Most work sites have places where workers and / or equipment work at heights. Many companies have very specific procedures for securing workers on items like bucket trucks or scaffolding to protect the worker elevated off ground, but may not give much attention to the workers below.
Even small items like hand tools or bolts can create a serious if not fatal injury when dropped from heights.
The Stop the Drop program is an ideal supplement to an existing Line of Fire Safety program or can also be used standalone to bring extra awareness to contractors or new people coming to your work site.
Another great resource for Dropped Object Prevention is Drops Online by DROPS: http://www.dropsonline.org. Here you will find general information, courses and the Drops Calculator, which is a great tool for demonstrating how dangerous dropped objects may be.
Calculating Dropped Object Impacts
Here are some examples of common tools used at heights and their potential for producing a Major Lost Time Jury Injury (LTI). Note that the potential impacts are assuming that the worker being impacted is wearing full Personal Protective Equipment (PPE).
18″ Pipe Wrench
5lbs + 16ft = Major LTI
3lbs + 24ft = Major LTI
Ratchet & Socket
1.5lbs + 40ft = Major LTI
Lessons From the Field
Dropped Objects are a frequently overlooked safety item as they appear small when up close, but can have a major life altering incident when dropped from a seemingly small height. Here are some key points to look out for on the worksite when it comes to Dropped Objects. Stop the Drop!
This term is not just about cleanliness, its about keeping the work area free of clutter and making sure all tools and parts are properly organized and secured. A tool or a bolt on a platform can be easily kicked off.
Workers do a good job with securing themselves as height with lanyards and using 3 point contact when ascending and descending in their work area. Tools and parts are frequently carried in tool boxes or open ended tool pouches which can be easily bumped or overturned. Using tool lanyards and lockable containers that are secured to the worker are vital.
Working at heights can have numerous lighting changes as workers ascend and descend their environment. Poor visibility will hide smaller items like tools and parts, increasing the likelihood of kicking or bumping them and causing a Dropped Object. Ensure proper lighting at all levels of height and warn workers of transitions.
Just like on the ground, slippery surfaces on ladders or scaffolding can occur. These are typically less visible than on the ground and have less attention shown to them.
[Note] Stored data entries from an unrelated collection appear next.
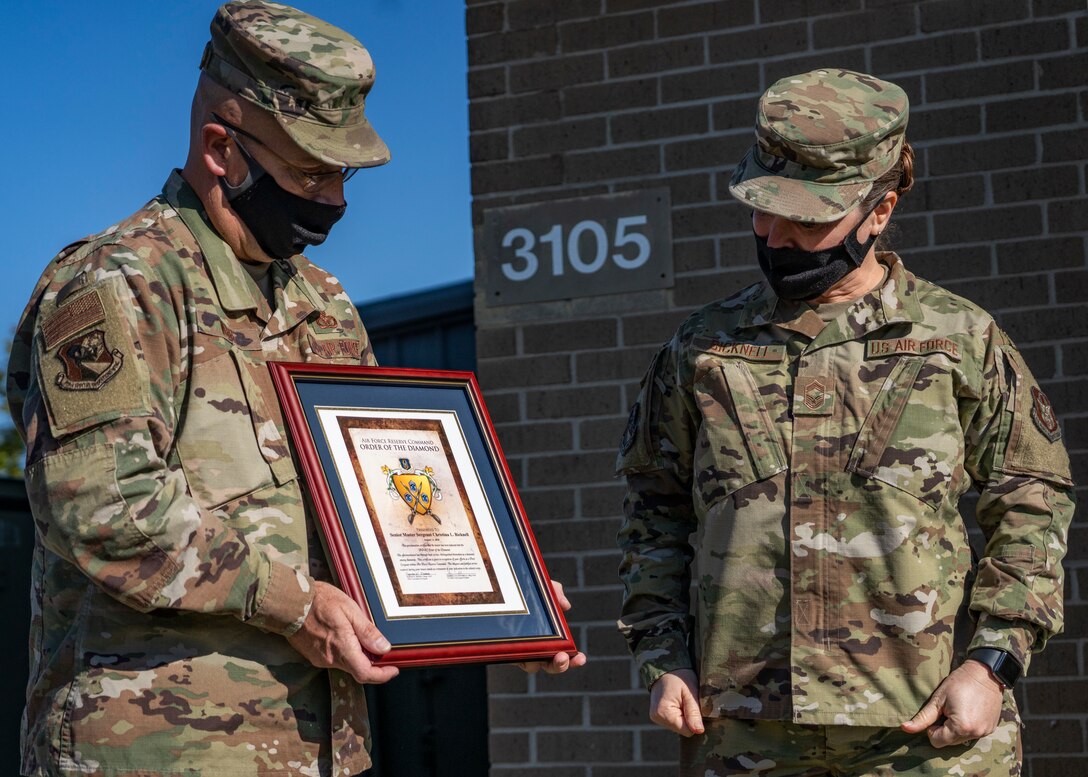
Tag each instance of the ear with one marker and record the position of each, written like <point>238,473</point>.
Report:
<point>881,214</point>
<point>217,148</point>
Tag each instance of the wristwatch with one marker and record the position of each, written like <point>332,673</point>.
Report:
<point>1001,664</point>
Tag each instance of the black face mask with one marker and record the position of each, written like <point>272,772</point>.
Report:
<point>794,273</point>
<point>283,223</point>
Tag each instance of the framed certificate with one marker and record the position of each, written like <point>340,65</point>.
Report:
<point>419,514</point>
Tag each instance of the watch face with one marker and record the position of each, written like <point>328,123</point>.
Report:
<point>1002,664</point>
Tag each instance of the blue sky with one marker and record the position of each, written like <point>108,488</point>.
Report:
<point>97,114</point>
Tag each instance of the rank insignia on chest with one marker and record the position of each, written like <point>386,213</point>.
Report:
<point>1042,414</point>
<point>326,322</point>
<point>813,395</point>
Even though the worker is secured with their lanyard, a slip can cause a worker to bump into a loose item, causing it to fall.
Before allowing workers to work at heights, provide a roped off and clearly labeled work area so workers at lower levels know that the potential for dropped objects exist in this zone.
PPE is Not Enough
Hardhats provide minimal protection from dropped objects. Even smaller objects that drop 20 feet can be life altering or fatal. It’s a good idea to not rely on PPE for protection and remove the hazard as the first option. PPE is the last line of defence when it comes to protecting a worker.